There can be absolutely no question that we must welcome those who have been refugees into this city. Our own faith is a faith of the refugee and for the refugee. In God’s sight we are all refugees from His love and grace and only because of God’s love and grace do we find a new home back with the God who is our true home. We arrive before God with nothing of any value and we are accepted not as vagrants or interlopers but as daughters and sons of His love. We who were so poor are made rich by God’s love and grace. So the question cannot be one of whether or not we should welcome these people but what real welcome means. Jesus was once welcomed by an important man—Simon the Pharisee, into his house. Jesus was given a place at the table which was certainly a sign of honour and it must have been a considerable risk for Simon to have Jesus there since the Pharisees were already implacably opposed to Him. However, before the meal, a woman of ill repute enters the house and begins to tend to Jesus and wash his feet with her tears and apply an expensive soothing balm to them.
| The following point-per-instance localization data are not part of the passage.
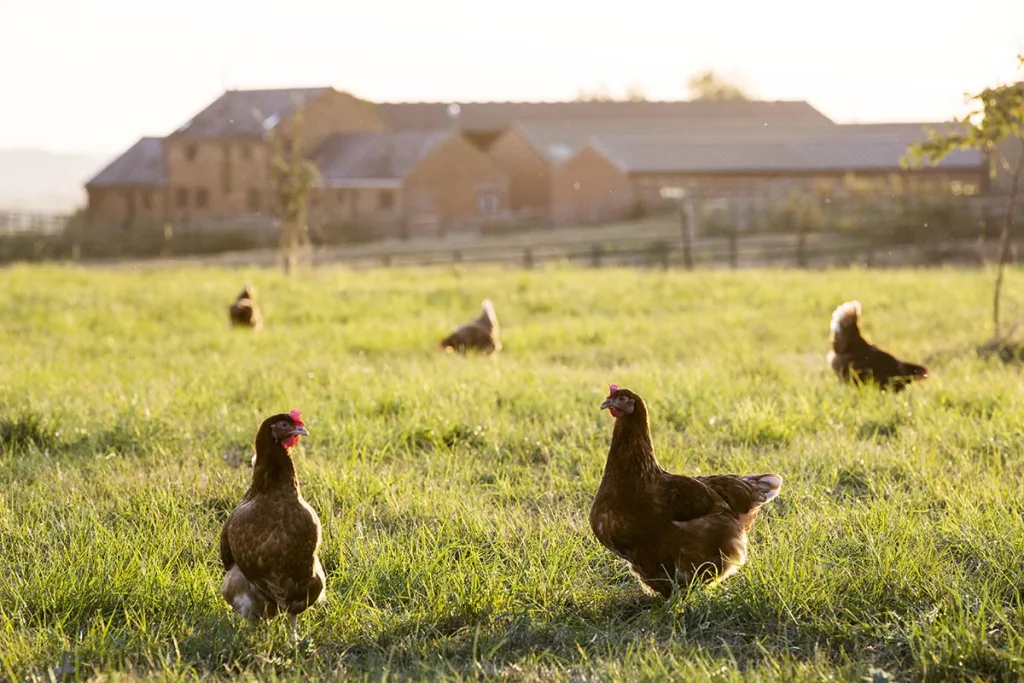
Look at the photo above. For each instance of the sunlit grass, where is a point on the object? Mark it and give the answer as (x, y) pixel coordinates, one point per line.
(454, 492)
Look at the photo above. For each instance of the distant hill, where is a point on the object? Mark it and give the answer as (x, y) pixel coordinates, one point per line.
(40, 180)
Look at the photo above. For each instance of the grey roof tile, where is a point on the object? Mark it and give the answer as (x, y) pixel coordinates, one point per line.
(846, 147)
(494, 116)
(246, 113)
(389, 156)
(141, 165)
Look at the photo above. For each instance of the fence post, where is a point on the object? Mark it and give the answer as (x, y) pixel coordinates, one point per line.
(527, 258)
(686, 222)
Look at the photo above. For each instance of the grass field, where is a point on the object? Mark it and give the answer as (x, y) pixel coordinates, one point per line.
(454, 492)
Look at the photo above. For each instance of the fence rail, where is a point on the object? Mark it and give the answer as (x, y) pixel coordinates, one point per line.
(20, 222)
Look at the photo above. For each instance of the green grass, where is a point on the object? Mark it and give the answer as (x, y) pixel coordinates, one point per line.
(454, 492)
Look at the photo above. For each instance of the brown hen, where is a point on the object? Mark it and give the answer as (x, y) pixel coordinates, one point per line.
(671, 529)
(854, 359)
(269, 544)
(244, 312)
(479, 336)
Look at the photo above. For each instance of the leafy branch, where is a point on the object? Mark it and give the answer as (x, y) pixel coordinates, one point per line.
(293, 178)
(997, 116)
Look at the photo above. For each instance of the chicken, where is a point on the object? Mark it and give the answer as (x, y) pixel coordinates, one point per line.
(245, 312)
(853, 358)
(479, 336)
(671, 529)
(269, 543)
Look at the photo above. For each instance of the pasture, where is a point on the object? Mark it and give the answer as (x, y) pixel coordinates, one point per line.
(454, 492)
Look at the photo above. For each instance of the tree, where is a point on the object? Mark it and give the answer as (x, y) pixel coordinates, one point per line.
(996, 117)
(293, 177)
(709, 85)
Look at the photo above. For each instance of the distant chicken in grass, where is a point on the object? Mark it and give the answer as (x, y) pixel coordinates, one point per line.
(269, 544)
(479, 336)
(853, 358)
(244, 312)
(671, 529)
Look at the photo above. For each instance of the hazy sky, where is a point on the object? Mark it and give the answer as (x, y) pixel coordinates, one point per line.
(94, 76)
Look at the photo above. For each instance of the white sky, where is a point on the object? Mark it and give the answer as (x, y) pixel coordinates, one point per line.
(94, 76)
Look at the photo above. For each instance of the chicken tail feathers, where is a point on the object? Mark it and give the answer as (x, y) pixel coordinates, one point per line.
(845, 326)
(768, 485)
(487, 312)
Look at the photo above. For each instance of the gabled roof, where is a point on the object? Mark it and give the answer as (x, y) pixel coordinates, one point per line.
(843, 148)
(474, 117)
(247, 113)
(141, 165)
(360, 159)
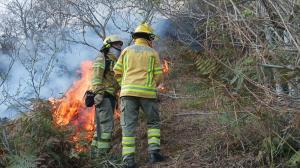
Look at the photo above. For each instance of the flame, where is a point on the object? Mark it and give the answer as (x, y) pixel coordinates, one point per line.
(71, 110)
(166, 68)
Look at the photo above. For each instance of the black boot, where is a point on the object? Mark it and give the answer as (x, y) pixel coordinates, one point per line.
(129, 163)
(155, 157)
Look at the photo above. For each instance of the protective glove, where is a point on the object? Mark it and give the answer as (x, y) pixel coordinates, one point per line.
(98, 99)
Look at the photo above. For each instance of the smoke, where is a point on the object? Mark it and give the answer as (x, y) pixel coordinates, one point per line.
(66, 69)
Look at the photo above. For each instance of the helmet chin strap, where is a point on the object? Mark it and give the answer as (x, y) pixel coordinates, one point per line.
(150, 43)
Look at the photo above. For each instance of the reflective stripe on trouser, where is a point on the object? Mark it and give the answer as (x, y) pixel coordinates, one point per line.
(104, 121)
(129, 116)
(103, 142)
(128, 145)
(154, 138)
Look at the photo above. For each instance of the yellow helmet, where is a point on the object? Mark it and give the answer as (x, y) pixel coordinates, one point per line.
(107, 43)
(144, 29)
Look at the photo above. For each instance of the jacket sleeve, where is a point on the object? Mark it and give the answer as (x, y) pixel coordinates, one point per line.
(98, 71)
(158, 74)
(118, 68)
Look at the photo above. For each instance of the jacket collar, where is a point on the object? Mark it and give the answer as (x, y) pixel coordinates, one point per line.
(141, 41)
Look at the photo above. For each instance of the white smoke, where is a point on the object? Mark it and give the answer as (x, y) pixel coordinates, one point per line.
(66, 70)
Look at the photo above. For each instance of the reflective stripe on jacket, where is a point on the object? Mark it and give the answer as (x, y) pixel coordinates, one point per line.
(104, 82)
(139, 70)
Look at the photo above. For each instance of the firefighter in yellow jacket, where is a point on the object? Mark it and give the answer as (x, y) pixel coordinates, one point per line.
(139, 72)
(104, 85)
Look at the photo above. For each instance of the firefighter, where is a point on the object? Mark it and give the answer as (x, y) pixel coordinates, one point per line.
(139, 72)
(105, 86)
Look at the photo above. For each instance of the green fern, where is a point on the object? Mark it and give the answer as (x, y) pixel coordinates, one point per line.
(295, 160)
(24, 160)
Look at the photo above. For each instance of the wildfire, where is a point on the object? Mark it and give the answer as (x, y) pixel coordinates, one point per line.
(71, 110)
(166, 68)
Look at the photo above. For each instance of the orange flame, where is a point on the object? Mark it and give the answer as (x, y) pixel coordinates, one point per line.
(71, 110)
(166, 68)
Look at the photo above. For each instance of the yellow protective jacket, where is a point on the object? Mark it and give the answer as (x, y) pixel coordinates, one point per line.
(103, 77)
(139, 70)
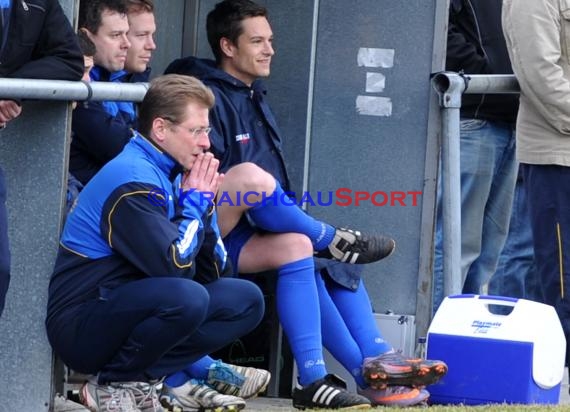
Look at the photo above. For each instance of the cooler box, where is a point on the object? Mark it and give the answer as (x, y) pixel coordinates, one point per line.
(495, 358)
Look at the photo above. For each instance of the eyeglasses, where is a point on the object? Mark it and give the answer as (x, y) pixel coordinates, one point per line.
(195, 132)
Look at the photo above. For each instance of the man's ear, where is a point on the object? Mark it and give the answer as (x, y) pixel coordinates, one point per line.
(227, 47)
(86, 31)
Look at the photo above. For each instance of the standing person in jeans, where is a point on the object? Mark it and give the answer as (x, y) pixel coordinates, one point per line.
(516, 275)
(140, 288)
(537, 35)
(314, 308)
(37, 42)
(475, 45)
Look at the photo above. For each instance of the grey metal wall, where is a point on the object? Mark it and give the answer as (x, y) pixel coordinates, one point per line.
(333, 140)
(33, 153)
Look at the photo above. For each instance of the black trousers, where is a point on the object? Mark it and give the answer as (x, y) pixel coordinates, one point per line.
(154, 327)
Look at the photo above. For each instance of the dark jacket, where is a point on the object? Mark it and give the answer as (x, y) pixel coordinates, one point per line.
(476, 45)
(131, 222)
(100, 129)
(244, 129)
(41, 43)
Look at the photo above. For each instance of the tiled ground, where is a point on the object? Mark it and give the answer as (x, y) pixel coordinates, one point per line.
(264, 404)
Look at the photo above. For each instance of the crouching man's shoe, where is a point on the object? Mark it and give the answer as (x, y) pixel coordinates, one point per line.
(351, 246)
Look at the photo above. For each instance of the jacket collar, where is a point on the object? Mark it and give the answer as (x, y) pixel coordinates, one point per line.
(99, 73)
(159, 157)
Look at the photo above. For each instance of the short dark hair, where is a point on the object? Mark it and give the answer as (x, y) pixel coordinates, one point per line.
(90, 12)
(168, 97)
(225, 21)
(86, 45)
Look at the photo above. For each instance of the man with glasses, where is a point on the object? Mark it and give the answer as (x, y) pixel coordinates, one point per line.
(315, 307)
(139, 289)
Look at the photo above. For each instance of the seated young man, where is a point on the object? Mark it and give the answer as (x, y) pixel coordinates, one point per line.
(138, 291)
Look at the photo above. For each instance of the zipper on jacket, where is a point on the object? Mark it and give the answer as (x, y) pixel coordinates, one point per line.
(27, 6)
(482, 48)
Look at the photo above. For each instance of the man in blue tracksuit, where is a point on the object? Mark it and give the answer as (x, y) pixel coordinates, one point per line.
(331, 307)
(137, 291)
(102, 129)
(36, 42)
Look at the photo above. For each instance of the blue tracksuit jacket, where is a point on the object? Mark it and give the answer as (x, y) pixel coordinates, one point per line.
(244, 129)
(131, 222)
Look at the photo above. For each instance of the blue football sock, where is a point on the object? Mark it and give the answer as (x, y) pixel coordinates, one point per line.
(177, 379)
(277, 213)
(298, 309)
(199, 369)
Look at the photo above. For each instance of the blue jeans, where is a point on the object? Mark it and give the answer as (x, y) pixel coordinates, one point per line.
(548, 188)
(516, 274)
(4, 250)
(488, 176)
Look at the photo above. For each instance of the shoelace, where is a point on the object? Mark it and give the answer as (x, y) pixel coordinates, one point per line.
(121, 400)
(148, 392)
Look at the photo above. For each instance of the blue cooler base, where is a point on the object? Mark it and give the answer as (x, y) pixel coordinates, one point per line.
(486, 371)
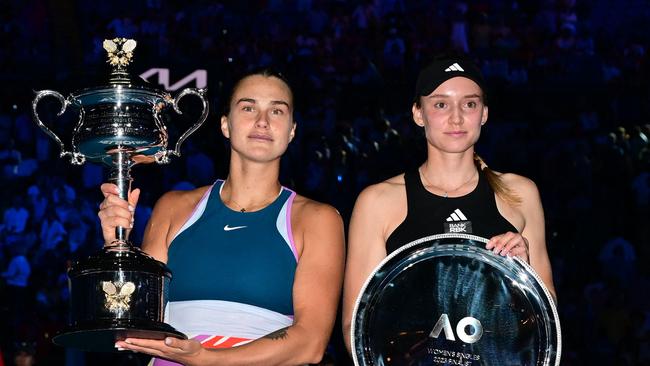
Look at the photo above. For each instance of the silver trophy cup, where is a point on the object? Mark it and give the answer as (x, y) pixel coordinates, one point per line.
(119, 292)
(446, 300)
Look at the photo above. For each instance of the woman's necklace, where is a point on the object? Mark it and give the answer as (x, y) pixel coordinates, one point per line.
(446, 192)
(263, 204)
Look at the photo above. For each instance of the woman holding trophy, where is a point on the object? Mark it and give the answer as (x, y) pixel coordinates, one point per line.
(257, 269)
(453, 191)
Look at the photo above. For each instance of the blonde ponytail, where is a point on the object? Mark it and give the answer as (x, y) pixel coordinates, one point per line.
(496, 183)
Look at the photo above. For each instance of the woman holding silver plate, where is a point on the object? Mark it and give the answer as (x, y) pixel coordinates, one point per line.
(452, 192)
(257, 269)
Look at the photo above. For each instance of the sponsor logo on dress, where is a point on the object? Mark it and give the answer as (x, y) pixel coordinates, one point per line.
(231, 228)
(457, 222)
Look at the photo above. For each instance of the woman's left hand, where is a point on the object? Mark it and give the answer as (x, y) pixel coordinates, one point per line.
(509, 244)
(185, 351)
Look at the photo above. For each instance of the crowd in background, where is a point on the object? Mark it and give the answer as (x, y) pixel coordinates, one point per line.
(569, 102)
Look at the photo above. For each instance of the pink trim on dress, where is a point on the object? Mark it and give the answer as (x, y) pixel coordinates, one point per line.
(288, 219)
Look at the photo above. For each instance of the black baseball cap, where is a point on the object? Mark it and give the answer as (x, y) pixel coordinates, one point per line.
(444, 68)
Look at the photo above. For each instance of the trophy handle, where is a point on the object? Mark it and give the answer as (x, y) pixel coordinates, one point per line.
(75, 157)
(200, 93)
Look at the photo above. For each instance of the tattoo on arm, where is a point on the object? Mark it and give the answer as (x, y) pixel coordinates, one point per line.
(278, 334)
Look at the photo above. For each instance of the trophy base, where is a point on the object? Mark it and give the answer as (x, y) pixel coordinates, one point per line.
(100, 336)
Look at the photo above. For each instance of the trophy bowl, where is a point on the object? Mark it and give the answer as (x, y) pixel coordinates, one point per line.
(446, 300)
(121, 291)
(116, 294)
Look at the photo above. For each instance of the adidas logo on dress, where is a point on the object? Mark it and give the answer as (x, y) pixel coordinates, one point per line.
(454, 67)
(457, 222)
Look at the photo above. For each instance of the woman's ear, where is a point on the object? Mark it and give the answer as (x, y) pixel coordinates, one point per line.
(292, 133)
(225, 129)
(417, 115)
(485, 114)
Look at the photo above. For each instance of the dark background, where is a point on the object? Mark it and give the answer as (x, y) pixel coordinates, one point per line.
(569, 100)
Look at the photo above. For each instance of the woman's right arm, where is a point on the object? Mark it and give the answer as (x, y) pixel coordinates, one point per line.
(366, 249)
(114, 212)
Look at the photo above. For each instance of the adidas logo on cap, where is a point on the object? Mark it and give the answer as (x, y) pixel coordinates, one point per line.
(454, 67)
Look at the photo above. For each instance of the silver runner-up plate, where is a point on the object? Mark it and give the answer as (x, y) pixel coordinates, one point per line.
(446, 300)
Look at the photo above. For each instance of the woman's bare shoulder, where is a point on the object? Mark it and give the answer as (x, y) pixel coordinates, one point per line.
(519, 184)
(177, 202)
(382, 192)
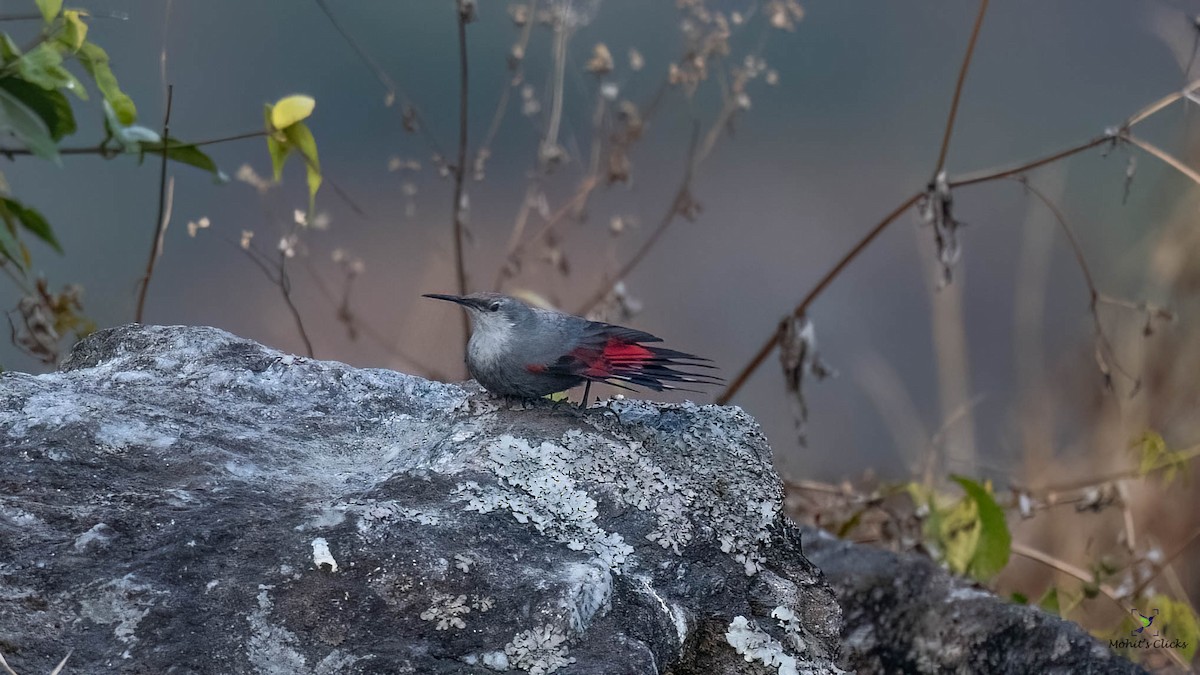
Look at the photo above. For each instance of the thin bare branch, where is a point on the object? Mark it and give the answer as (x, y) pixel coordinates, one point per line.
(958, 89)
(286, 290)
(679, 205)
(460, 169)
(1104, 350)
(960, 181)
(163, 213)
(801, 309)
(1168, 159)
(409, 112)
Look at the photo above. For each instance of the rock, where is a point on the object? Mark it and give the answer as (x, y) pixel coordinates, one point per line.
(905, 614)
(179, 500)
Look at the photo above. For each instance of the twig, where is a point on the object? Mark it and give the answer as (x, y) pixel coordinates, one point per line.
(163, 211)
(286, 288)
(961, 181)
(407, 107)
(678, 205)
(958, 89)
(556, 106)
(1177, 165)
(801, 309)
(109, 153)
(460, 172)
(1105, 352)
(1167, 562)
(515, 67)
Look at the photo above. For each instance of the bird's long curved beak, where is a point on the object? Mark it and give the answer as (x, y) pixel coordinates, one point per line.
(465, 302)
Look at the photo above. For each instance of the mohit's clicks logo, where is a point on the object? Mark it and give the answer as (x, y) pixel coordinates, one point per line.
(1146, 634)
(1144, 622)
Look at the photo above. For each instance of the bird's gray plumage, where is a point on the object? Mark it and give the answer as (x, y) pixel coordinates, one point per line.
(517, 350)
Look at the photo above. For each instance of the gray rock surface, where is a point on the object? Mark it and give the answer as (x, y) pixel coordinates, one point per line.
(179, 500)
(904, 614)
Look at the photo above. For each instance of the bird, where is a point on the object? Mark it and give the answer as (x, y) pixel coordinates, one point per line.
(527, 352)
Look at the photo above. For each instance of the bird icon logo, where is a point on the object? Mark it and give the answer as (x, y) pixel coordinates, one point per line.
(1143, 621)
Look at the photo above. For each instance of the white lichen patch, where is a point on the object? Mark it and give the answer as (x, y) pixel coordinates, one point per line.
(791, 625)
(753, 644)
(588, 592)
(537, 488)
(539, 651)
(271, 650)
(384, 513)
(121, 602)
(132, 434)
(97, 537)
(447, 610)
(719, 477)
(321, 554)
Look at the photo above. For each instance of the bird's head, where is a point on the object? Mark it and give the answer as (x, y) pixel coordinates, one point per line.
(489, 311)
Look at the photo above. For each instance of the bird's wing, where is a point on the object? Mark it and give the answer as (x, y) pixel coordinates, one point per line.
(617, 354)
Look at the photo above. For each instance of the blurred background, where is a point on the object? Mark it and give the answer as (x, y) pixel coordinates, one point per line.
(814, 121)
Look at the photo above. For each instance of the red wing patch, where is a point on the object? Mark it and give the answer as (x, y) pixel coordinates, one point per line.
(613, 358)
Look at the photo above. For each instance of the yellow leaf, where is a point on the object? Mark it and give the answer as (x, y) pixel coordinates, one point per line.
(77, 30)
(291, 109)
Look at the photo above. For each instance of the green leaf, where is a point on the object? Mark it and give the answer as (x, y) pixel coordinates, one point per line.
(95, 61)
(43, 67)
(49, 9)
(33, 221)
(49, 105)
(291, 109)
(22, 120)
(995, 542)
(185, 154)
(9, 244)
(76, 31)
(276, 145)
(300, 137)
(1179, 622)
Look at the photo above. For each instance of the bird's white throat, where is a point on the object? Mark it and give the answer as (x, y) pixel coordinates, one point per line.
(490, 339)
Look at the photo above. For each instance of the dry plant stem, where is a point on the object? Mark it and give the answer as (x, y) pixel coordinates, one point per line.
(366, 328)
(1181, 457)
(958, 89)
(1087, 578)
(163, 213)
(556, 107)
(1167, 562)
(516, 248)
(394, 90)
(286, 290)
(108, 153)
(677, 203)
(961, 181)
(773, 341)
(1169, 160)
(1104, 346)
(460, 172)
(514, 72)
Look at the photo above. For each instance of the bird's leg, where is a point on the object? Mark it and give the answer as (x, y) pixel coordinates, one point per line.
(587, 388)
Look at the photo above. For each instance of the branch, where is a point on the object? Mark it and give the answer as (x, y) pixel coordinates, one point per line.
(1105, 353)
(679, 204)
(163, 213)
(802, 309)
(412, 117)
(286, 288)
(958, 89)
(460, 172)
(961, 181)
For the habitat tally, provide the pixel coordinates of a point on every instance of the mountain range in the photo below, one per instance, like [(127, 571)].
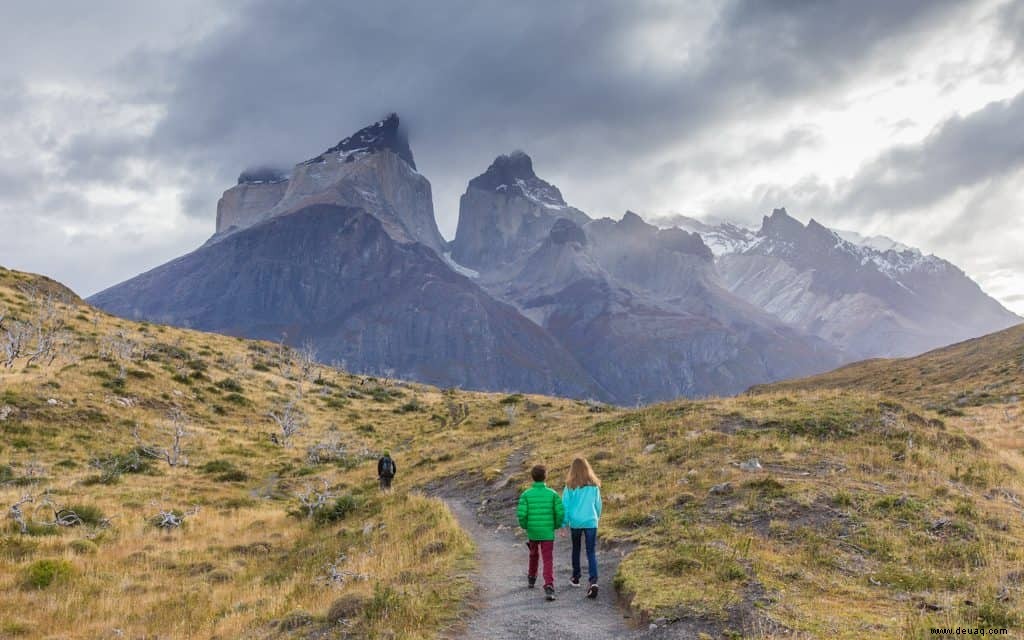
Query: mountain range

The others at the meal are offended that Jesus would even allow this woman to touch him. But Jesus defends her saying that her welcome has been more significant and more real that anything Simon offered. He also explains that because she understood her need and came in the humility of that need, her prayers have been answered. One key learned from this story is that some welcomes can convey more of an “unwelcome.” A hand shake and a hearty “hello” cannot convey anything but the most formal of welcomes. A true welcome requires skin! It requires commitment, time, friendship and resource for if a welcome is not these things then it conveys more an unwelcome than a true welcome. Are we prepared to put skin to our welcome to the Refugees?